Spiato e perquisito il segretario del movimento pacifista ucraino
Yurii Sheliazhenko scrive oggi: "Un pacifista innocente viene trattato come un nemico".

L'accusa che viene mossa è quella di aver giustificato l'invasione russa in un testo intitolato "Agenda della pace". Cosa assolutamente fantasiosa.
A questo proposito Yurii Sheliazhenko scrive: "La mia "Agenda della pace..." è stata inviata al presidente Zelensky, ma il suo ufficio ha scelto di chiedere al Servizio di Sicurezza dell'Ucraina di perseguitarmi come un nemico invece di prendere in considerazione l'"Agenda della pace..." nel merito e di dare una risposta adeguata, come dovrebbe fare qualsiasi leader democratico con le petizioni. Secondo la legge, il Servizio di Sicurezza dell'Ucraina è direttamente subordinato al presidente Zelensky, ed egli è anche il garante dei diritti umani secondo la Costituzione dell'Ucraina, quindi, egli porta la responsabilità finale per la violazione dei miei diritti umani (e so per certo di non essere l'unico a subire questa sorte).
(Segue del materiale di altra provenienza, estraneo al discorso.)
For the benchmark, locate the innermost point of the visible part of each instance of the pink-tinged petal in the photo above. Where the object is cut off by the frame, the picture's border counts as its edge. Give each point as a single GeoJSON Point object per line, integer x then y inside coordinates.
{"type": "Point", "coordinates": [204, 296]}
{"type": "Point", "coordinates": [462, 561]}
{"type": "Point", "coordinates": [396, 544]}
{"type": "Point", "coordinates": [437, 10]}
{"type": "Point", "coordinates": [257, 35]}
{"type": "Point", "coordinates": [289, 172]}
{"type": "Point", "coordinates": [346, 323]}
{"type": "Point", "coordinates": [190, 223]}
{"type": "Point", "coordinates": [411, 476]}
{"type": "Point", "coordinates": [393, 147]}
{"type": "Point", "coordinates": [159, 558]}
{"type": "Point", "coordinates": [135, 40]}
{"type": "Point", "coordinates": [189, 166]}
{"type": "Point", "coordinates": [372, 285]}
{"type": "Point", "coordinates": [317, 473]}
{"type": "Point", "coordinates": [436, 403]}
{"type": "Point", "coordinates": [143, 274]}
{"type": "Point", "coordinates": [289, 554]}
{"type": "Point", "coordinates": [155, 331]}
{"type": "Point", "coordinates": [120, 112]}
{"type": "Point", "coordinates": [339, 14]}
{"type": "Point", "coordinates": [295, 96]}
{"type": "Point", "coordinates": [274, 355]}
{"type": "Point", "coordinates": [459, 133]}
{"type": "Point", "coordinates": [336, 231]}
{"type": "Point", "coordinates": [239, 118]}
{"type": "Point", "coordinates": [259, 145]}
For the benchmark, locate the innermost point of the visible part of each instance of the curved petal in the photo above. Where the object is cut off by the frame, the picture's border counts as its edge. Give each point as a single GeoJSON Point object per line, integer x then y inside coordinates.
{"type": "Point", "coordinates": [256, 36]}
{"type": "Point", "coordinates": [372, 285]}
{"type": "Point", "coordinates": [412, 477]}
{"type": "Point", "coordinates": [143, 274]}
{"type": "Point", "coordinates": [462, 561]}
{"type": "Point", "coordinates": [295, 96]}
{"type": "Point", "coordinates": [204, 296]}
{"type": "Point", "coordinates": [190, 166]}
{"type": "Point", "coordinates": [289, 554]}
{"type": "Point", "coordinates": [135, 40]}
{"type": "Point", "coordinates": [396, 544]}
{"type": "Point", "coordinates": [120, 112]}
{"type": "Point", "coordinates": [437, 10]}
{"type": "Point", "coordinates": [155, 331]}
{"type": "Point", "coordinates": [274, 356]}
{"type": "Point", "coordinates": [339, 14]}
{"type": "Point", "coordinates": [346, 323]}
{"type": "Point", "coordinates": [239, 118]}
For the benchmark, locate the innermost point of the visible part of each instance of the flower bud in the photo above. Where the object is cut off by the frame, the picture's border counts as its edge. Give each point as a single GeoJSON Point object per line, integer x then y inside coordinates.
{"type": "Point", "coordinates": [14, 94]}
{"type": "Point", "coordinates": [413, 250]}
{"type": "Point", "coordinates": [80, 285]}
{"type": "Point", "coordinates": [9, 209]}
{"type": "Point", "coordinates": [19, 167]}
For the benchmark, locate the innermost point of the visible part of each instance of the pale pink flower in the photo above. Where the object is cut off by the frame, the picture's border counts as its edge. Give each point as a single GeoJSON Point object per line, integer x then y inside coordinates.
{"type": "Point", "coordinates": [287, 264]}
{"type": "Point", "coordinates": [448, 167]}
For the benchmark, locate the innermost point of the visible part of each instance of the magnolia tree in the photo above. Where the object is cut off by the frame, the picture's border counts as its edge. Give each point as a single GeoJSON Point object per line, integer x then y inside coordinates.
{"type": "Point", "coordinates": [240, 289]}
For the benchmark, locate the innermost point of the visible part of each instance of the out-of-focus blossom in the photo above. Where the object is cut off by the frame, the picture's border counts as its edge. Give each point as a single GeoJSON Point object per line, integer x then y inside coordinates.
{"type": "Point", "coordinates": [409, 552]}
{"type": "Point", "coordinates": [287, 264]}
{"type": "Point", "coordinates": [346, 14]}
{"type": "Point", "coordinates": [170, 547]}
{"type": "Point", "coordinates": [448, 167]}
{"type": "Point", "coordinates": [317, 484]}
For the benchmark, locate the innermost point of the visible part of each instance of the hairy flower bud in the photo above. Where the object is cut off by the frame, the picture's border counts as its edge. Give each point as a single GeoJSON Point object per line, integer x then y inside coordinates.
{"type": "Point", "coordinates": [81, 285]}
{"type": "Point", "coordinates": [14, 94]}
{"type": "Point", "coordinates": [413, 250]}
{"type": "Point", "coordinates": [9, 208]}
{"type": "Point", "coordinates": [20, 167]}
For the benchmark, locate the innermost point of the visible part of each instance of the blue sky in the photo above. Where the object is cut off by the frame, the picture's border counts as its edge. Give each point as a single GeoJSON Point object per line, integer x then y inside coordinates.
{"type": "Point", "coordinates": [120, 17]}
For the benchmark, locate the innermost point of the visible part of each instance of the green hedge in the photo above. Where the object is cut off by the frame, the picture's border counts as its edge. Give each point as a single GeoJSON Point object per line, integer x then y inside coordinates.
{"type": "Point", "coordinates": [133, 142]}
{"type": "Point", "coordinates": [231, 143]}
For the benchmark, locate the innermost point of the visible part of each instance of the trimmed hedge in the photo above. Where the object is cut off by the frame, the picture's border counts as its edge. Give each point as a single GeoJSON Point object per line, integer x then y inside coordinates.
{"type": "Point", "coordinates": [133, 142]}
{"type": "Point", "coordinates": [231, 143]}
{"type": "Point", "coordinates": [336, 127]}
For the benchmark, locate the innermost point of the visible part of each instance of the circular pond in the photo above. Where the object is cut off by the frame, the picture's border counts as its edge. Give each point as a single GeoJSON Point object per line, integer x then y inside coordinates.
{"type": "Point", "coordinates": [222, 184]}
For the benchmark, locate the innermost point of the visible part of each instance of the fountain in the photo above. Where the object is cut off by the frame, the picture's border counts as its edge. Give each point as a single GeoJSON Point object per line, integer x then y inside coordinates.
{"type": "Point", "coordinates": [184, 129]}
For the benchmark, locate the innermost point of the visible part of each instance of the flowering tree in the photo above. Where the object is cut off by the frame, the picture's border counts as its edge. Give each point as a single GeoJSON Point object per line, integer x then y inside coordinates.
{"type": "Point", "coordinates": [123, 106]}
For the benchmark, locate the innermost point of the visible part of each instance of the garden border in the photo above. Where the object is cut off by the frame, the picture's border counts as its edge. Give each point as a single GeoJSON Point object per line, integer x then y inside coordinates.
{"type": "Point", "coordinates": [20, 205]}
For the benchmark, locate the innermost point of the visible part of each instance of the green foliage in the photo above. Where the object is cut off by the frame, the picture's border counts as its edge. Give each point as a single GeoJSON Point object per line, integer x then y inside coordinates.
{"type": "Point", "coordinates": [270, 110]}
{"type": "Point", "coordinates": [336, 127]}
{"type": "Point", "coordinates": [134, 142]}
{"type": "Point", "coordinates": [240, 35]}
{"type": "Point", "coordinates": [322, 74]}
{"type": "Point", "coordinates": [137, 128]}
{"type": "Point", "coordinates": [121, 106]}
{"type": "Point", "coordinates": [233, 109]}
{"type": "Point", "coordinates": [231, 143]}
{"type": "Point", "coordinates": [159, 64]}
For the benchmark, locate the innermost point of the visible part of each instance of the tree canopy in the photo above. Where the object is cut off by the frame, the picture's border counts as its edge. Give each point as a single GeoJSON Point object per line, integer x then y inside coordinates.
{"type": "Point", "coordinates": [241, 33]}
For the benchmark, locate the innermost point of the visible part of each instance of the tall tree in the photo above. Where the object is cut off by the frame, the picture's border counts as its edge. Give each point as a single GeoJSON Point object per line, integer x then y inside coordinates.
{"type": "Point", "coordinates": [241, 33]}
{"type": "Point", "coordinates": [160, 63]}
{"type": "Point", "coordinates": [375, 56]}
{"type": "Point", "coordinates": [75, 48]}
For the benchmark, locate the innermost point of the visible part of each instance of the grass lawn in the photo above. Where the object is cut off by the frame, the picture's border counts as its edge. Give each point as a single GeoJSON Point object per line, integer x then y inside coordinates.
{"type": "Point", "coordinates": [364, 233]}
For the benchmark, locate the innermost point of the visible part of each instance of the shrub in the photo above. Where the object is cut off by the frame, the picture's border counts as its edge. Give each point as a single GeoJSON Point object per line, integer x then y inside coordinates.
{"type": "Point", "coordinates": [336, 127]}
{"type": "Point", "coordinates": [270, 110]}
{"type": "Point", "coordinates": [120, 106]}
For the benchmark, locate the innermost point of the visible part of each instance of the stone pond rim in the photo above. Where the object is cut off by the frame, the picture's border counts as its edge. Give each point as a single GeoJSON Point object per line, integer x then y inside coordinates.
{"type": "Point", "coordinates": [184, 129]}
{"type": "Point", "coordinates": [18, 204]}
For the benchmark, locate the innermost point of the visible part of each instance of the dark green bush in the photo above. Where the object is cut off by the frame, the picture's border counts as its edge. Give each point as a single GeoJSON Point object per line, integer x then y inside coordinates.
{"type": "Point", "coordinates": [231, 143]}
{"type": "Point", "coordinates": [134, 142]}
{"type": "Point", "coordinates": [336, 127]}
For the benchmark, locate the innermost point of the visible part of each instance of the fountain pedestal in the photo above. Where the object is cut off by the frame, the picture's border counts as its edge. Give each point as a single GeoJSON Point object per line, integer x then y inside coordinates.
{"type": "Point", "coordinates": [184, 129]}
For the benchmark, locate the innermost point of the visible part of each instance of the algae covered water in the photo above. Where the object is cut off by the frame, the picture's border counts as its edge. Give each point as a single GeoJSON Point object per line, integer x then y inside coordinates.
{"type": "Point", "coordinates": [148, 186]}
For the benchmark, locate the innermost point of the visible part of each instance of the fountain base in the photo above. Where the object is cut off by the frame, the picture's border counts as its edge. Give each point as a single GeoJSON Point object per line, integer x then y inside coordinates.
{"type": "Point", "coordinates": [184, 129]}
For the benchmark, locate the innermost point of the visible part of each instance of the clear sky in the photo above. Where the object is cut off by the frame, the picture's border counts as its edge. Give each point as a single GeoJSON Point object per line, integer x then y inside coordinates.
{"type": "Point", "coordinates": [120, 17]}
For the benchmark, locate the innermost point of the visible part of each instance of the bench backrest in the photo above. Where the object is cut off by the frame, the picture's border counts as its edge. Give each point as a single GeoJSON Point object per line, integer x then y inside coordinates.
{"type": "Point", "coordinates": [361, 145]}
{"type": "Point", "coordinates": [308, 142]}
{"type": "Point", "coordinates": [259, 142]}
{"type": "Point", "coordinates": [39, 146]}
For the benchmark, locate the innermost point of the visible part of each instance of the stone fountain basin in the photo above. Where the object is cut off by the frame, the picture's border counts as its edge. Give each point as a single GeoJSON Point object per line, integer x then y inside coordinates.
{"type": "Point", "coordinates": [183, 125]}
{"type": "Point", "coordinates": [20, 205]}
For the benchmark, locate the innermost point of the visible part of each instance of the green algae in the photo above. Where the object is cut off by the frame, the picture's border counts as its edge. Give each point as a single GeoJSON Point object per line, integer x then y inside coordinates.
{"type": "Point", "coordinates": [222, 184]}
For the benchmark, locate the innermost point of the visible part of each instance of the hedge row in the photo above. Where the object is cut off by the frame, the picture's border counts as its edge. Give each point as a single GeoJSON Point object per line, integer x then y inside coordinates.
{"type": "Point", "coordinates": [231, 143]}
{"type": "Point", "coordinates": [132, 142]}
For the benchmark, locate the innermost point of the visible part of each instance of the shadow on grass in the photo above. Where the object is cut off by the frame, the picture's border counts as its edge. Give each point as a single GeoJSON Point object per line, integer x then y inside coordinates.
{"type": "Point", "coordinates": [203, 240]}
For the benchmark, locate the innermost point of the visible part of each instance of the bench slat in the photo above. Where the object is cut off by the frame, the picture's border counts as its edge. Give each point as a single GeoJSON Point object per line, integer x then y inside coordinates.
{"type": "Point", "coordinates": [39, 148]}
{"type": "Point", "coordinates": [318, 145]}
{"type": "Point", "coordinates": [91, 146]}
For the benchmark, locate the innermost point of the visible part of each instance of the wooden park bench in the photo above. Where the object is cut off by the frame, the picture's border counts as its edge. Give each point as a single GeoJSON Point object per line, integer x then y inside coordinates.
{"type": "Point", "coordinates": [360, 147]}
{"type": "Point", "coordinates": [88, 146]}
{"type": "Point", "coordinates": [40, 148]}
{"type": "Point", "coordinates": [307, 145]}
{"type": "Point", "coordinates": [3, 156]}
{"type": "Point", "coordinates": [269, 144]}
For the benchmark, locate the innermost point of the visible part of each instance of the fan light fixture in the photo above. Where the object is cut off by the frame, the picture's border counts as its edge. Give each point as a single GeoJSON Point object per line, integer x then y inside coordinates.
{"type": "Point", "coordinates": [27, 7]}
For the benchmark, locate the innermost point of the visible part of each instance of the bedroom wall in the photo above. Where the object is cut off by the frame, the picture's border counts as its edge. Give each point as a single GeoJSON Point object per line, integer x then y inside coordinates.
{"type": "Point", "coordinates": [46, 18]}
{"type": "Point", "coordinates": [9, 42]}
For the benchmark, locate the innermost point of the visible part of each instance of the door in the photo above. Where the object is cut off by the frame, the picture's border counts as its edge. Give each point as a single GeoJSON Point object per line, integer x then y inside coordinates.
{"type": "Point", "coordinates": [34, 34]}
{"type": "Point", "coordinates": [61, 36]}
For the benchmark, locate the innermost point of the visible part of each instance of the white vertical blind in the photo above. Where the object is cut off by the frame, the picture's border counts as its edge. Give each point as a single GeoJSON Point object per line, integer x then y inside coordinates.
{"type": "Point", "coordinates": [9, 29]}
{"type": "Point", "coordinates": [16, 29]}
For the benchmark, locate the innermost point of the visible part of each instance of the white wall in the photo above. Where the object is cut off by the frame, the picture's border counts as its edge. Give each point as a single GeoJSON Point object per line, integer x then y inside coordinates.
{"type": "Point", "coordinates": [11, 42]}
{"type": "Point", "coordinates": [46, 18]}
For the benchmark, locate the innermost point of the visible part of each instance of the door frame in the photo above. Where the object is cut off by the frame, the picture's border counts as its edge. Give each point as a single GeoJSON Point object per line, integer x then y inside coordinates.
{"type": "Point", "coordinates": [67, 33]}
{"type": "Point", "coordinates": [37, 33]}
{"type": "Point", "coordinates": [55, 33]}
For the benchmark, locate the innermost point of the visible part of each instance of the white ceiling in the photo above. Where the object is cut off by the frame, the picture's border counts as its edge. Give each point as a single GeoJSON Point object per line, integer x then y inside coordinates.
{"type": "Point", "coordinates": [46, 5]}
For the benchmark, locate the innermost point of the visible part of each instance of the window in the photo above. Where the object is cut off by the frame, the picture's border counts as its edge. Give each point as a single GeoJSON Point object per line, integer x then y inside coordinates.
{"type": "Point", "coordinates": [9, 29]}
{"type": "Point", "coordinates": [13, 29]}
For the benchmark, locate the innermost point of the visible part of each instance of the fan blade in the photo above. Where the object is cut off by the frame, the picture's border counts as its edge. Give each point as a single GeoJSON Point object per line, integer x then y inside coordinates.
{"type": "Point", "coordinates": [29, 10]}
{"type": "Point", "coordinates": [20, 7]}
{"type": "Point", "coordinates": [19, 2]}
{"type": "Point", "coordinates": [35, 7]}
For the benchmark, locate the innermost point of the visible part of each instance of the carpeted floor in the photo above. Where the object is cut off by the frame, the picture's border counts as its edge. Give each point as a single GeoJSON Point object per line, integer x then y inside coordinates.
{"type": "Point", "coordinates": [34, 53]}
L'autorizzazione del tribunale per il perquisizione del mio appartamento si basa su una serie di stereotipi di odio totalmente infondati e difficilmente applicabili a me".
E aggiunge:
"Per un anno, il Servizio di Sicurezza dell'Ucraina mi ha sorvegliato segretamente, ha cercato collegamenti con agenti russi, non ha trovato nulla, ma è ancora convinto che io sia un nemico a causa della mia difesa della pace con mezzi pacifici, del cessate il fuoco e dei negoziati di pace per fermare inutile spargimento di sangue e distruzione.
La resistenza non violenta agli aggressori e ai tiranni è sempre possibile, lo sanno anche le Forze Armate dell'Ucraina, che hanno pubblicato sul loro sito web ufficiale 198 metodi di resistenza non violenta di Gene Sharp; tutti gli ucraini dovrebbero saperlo dopo due rivoluzioni non violente e la sollevazione non violenta degli ucraini nel gulag.
Ma quando un pacifista parla di resistenza non violenta, il Servizio di Sicurezza dell'Ucraina sospetta che sia un nemico e viola i suoi diritti umani, come se gli nemici non fossero esseri umani. È una stupidità dolorosa.
Questa perquisizione illegale del mio appartamento e il sequestro del computer e dello smartphone sono molto sgradevoli, devo preparare un reclamo costituzionale per Vitaliy Alexeenko nelle prossime due settimane a causa delle scadenze, e tutto il mio lavoro è sul computer sequestrato, ci sono altre cause che necessitano del mio contributo, quindi questo sequestro è un grave ostacolo al mio lavoro come difensore dei diritti umani".
Yurii Sheliazhenko è stato convocato per un interrogatorio il 7, 8 e 9 agosto 2023.
Numerose la manifestazioni di solidarietà a livello europeo.